System Administration
cancel
Showing results for 
Search instead for 
Did you mean: 

Pausing PA-RISC and Itanium servers?

Larry Finnegan
Occasional Advisor

Pausing PA-RISC and Itanium servers?

I need to be able to make snapshots on our EVA 4000 SAN of LUNs that host striped LVM logical volumes. (The striping is used to load balance across the dual HBAs and fiber paths back to the SAN switch) My goal is to do it with minimal downtime to our services. Currently, I have to down the application server (PA-RISC) and the Oracle database server (Itanium). The application server can take five minutes to stop and between five and seven minutes to start up again. This results in (accounting for other processing) a 15 minute downtime each night.

I am thinking that if I can pause the OS on each system to prevent any I/O, I could make reliable snapshots with almost no downtime. Is this possible?
18 REPLIES
Mel Burslan
Honored Contributor

Re: Pausing PA-RISC and Itanium servers?

I am assuming all you want is to take a consistent snapshot of your database. Is that right ? App servers, usually do not have files that change frequently, so backing them up, if necessary, should not be a problem.

On the other hand, for oracle, you need to talk to the dba's and have them provide you a script or set of commands to put the database into what-so-called "hot backup mode" and you make sure these commands run moment before your backu0p starts and reverted right after the backup is completed.

While the database is in hot backup mode, users can still access the database. But the updates get written to a special log instead of updating the tables directly. Once out of this mode, tables get updated from the log file.

Hope this helps
________________________________
UNIX because I majored in cryptology...
Pete Randall
Outstanding Contributor

Re: Pausing PA-RISC and Itanium servers?

You mean a pause button that would suspend "playback", or processing in this case, then resume when you're ready? Brilliant!!

And despite the fact that it would seem to be easy enough to do, I don't know of anyone that's thought of it. The industry seems to be thinking exactly the opposite. In fact, HP even has an environment dubbed "NonStop".

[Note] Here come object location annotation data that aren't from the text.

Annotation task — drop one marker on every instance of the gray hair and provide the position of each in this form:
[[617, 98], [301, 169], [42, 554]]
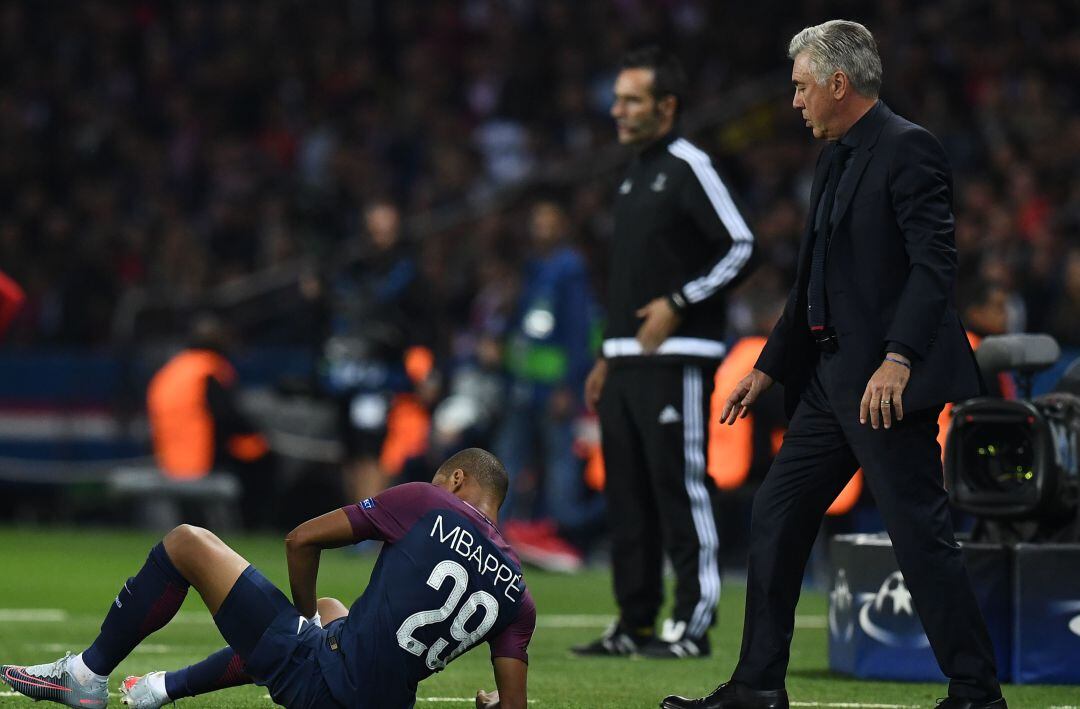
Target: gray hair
[[840, 45]]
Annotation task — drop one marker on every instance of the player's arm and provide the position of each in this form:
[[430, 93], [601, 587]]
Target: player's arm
[[302, 549], [510, 678]]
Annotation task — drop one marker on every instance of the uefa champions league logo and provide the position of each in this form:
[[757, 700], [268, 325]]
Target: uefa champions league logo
[[887, 616], [841, 620], [1069, 607]]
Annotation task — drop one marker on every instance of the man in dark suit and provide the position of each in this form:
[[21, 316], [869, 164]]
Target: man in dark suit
[[869, 348]]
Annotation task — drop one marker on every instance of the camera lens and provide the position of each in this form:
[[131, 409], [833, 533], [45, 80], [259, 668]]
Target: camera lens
[[999, 457]]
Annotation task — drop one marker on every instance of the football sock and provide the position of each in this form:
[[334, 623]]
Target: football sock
[[223, 669], [145, 604]]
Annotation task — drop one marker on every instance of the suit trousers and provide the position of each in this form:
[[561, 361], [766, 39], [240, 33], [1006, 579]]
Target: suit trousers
[[653, 423], [823, 447]]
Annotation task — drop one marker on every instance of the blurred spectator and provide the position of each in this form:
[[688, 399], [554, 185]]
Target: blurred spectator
[[174, 147], [12, 298], [547, 360], [1064, 322], [378, 358], [198, 426]]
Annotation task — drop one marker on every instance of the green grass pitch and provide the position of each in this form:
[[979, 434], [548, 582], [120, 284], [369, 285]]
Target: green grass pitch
[[55, 585]]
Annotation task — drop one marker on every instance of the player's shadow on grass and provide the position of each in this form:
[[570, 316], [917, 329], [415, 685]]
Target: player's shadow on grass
[[821, 674]]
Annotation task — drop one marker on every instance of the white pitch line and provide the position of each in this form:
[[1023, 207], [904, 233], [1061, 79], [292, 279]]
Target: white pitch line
[[576, 620], [146, 649], [32, 615], [853, 705]]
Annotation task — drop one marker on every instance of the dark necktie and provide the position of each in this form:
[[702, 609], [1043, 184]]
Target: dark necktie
[[817, 309]]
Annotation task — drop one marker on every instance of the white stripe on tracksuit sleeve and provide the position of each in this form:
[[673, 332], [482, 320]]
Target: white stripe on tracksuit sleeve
[[742, 239]]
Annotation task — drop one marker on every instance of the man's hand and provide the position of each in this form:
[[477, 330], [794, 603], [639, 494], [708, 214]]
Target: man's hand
[[594, 385], [883, 396], [660, 322], [744, 395]]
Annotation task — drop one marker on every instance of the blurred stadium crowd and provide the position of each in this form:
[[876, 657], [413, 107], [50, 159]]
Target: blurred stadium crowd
[[177, 150]]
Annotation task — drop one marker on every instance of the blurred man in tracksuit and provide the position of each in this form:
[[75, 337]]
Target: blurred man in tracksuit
[[679, 244], [547, 359]]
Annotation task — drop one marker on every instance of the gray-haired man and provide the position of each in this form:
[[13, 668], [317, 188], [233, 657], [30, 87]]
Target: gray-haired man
[[869, 348]]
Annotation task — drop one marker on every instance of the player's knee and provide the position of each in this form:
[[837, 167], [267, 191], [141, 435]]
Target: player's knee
[[185, 540], [331, 609]]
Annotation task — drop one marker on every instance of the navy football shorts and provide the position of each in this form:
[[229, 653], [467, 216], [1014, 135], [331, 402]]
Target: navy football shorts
[[277, 643]]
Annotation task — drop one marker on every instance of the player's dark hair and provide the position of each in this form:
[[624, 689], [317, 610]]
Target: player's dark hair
[[483, 467], [669, 78]]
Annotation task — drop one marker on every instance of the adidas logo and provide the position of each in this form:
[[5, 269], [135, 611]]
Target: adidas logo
[[669, 415]]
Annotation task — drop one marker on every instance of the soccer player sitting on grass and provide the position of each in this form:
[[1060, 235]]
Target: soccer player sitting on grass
[[444, 582]]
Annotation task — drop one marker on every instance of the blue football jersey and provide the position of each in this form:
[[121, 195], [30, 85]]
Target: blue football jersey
[[444, 583]]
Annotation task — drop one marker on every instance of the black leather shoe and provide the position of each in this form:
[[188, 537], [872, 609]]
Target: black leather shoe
[[957, 703], [731, 695]]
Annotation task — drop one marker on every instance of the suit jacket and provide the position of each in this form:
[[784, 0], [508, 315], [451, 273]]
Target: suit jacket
[[890, 273]]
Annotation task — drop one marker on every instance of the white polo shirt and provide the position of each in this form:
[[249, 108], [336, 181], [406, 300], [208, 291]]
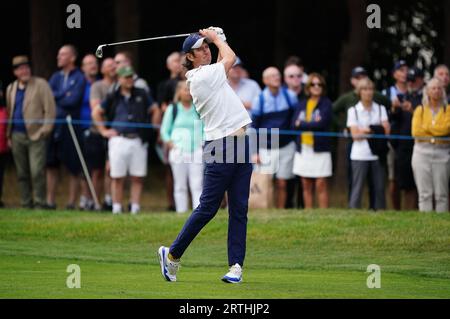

If I were you, Larry, I'd be talking to the patent office - soon!


Pete

Pete
Tingli
Esteemed Contributor

Re: Pausing PA-RISC and Itanium servers?

If it is only to stop the application to prevent I/O in database. You can just cut off the connection between the two servers. Say, stop the nic card and etc...
Patrick Wallek
Honored Contributor

Re: Pausing PA-RISC and Itanium servers?

>>Say, stop the nic card

I'm not sure that would be advisable.

If you stop the NIC, then depending on the duration of the outage, you could have lots of connections that get dropped suddenly, which could lead to other issues.

If this is part of a cluster, then the disappearance of an IP address could another NIC to come online or, depending on the configuration, it could trigger a package failover to another node.
Tingli
Esteemed Contributor

Re: Pausing PA-RISC and Itanium servers?

Or, stop the Oracle listener.
OldSchool
Honored Contributor

Re: Pausing PA-RISC and Itanium servers?

"If it is only to stop the application to prevent I/O in database. You can just cut off the connection between the two servers. Say, stop the nic card and etc..."

yeah...right...and what do you think that would do to the running database???
Patrick Wallek
Honored Contributor

Re: Pausing PA-RISC and Itanium servers?

>>Or, stop the Oracle listener.

That will only prevent new connections.

Anything currently running in the DB, say a SQL query, will continue to run, and anyone already connected to the DB will retain their connection.
Tingli
Esteemed Contributor

Re: Pausing PA-RISC and Itanium servers?

But currently they just shut down the application server. My suggestion makes it less painful than what it is doing now.
Mel Burslan
Honored Contributor

Re: Pausing PA-RISC and Itanium servers?

One word: Oracle Hotbackup Mode

(well three words, all right)
________________________________
UNIX because I majored in cryptology...
Patrick Wallek
Honored Contributor

Re: Pausing PA-RISC and Itanium servers?

>>My suggestion makes it less painful than what it is doing now.

No, not necessarily. By shutting things down cleanly, they are guaranteed that NOTHING will be running and that processes are terminated cleanly.

Your suggestions could lead to some abnormal terminations (disabling the NIC) or just disallow new connections (stopping the listener) -- neither of which is what they really want.

Hot backup mode is by far the best tool for this job.
Larry Finnegan
Occasional Advisor

Re: Pausing PA-RISC and Itanium servers?

ITRC ate my post. :'/ The middle tier application server is pretty busy and there are lots of files changing on it contstantly. It's not just a simple web server, but a set of server processes (akin to Oracle listener) along with a proprietary legacy database and hundreds of thousands of files (0 to 2k in size) which are frequently updated. In addition there are usually special proprietary reports being run on the system as well. So, the I/O on that box really could hit heavily while snapshots are being made unless there is a way to stop I/O safely. This application server is the primary reason why downtime is so long each day. It takes about five minutes to stop and five to seven minutes to start back up again.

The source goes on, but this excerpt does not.